The hackers are accused of several high-profile hacks over the past six years that netted them over 160 million credit and debit card numbers as well access to other sensitive networks and information.
According to U.S. Attorney Paul Fishman, “The losses in this case are staggering. The conspirators breached the networks of at least 17 major retailers, financial institutions, and payment processors.… This scheme was so sophisticated and brought together some of the most experienced and skilled hackers in the world.” The U.S. has estimated that the losses to just three of these companies to be at least $300 million and this number will only increase as the losses are calculated for more companies.
Such a story indicates the potential damage that just a small group of hackers can do to American organizations. As bad as these small gangs are, imagine how dangerous a foreign government with greater cyber manpower and resources can be.

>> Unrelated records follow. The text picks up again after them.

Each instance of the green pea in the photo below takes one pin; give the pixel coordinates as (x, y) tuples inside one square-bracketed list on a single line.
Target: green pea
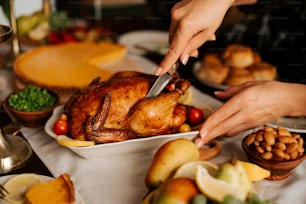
[(32, 98), (199, 199)]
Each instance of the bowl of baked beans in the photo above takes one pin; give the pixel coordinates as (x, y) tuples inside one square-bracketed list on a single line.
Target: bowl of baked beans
[(275, 149)]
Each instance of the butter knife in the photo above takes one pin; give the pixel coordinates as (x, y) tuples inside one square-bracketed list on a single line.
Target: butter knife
[(162, 81)]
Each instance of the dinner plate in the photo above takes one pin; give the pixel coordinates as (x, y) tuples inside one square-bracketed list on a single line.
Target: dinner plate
[(195, 69), (153, 40), (132, 146), (293, 124), (78, 198)]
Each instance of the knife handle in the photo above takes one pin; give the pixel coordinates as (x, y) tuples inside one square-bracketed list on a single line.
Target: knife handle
[(173, 68)]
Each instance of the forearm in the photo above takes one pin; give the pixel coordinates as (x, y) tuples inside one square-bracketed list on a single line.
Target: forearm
[(297, 99), (243, 2)]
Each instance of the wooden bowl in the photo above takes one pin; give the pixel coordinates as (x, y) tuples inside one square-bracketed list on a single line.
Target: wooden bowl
[(279, 169), (34, 118)]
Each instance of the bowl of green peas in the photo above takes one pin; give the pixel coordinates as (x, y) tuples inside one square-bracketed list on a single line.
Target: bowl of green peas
[(32, 106)]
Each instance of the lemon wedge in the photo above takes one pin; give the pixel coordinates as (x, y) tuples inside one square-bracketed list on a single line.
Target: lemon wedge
[(68, 142), (189, 169), (215, 189), (186, 98), (18, 185), (254, 172)]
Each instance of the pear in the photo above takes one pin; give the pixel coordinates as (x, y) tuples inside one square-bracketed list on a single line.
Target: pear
[(235, 175), (168, 158), (175, 190), (26, 23)]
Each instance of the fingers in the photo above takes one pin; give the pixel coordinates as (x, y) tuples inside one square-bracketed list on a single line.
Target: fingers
[(228, 93)]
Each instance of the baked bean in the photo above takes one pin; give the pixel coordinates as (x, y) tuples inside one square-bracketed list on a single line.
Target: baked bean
[(250, 139), (300, 141), (285, 139), (267, 147), (276, 143), (287, 157), (291, 147), (260, 149), (280, 146), (283, 132), (268, 129), (259, 137), (267, 155), (278, 153), (256, 143), (269, 138), (293, 155)]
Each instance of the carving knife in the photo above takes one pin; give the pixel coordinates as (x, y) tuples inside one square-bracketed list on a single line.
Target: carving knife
[(162, 81)]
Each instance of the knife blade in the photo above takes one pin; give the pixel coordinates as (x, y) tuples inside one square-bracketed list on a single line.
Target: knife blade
[(162, 81)]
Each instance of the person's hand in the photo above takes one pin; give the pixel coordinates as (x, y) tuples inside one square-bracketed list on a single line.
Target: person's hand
[(251, 105), (193, 22)]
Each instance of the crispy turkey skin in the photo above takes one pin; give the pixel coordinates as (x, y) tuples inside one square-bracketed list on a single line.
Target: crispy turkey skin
[(117, 110)]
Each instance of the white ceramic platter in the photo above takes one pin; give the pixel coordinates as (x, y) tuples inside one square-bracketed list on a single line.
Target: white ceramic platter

This story also reveals the increasing capability of cyber cops to identify and attribute hacks to specific hackers or nations. U.S. cybersecurity experts were able to collect and analyze the bits of leftover coding and malware and follow the breadcrumbs back to these five individuals. Such attribution is critical to stopping not only cyber crime but also state-sponsored cyber espionage.
Armed with the knowledge of who is doing the hacking, the U.S can take firm action against bad cyber nations. For example, when cybersecurity experts analyze a hack and are able to link it to a Chinese military unit, the U.S. can and should respond by punishing China for its aggression.
Such punishment should start by naming and shaming bad cyber actors, but it should not stop there. The U.S. should also stop its naïve cyber cooperation with these bad actors and also limit visa and travel privileges for organizations known to support these nations’ campaigns of cyber espionage. Criminal and civil actions against hackers and companies that use hacked information are additional tools that the U.S. should use to cause financial and reputational damage to deter future hacking.
Attribution is important to stopping cyber criminals and state-sponsored cyber espionage. Despite the fact that the U.S. can use attribution to hammer cyber criminals, the Obama Administration has been relatively timid in using it against bad cyber nations. It is time for this to change, since these nations are stealing more than just credit card numbers.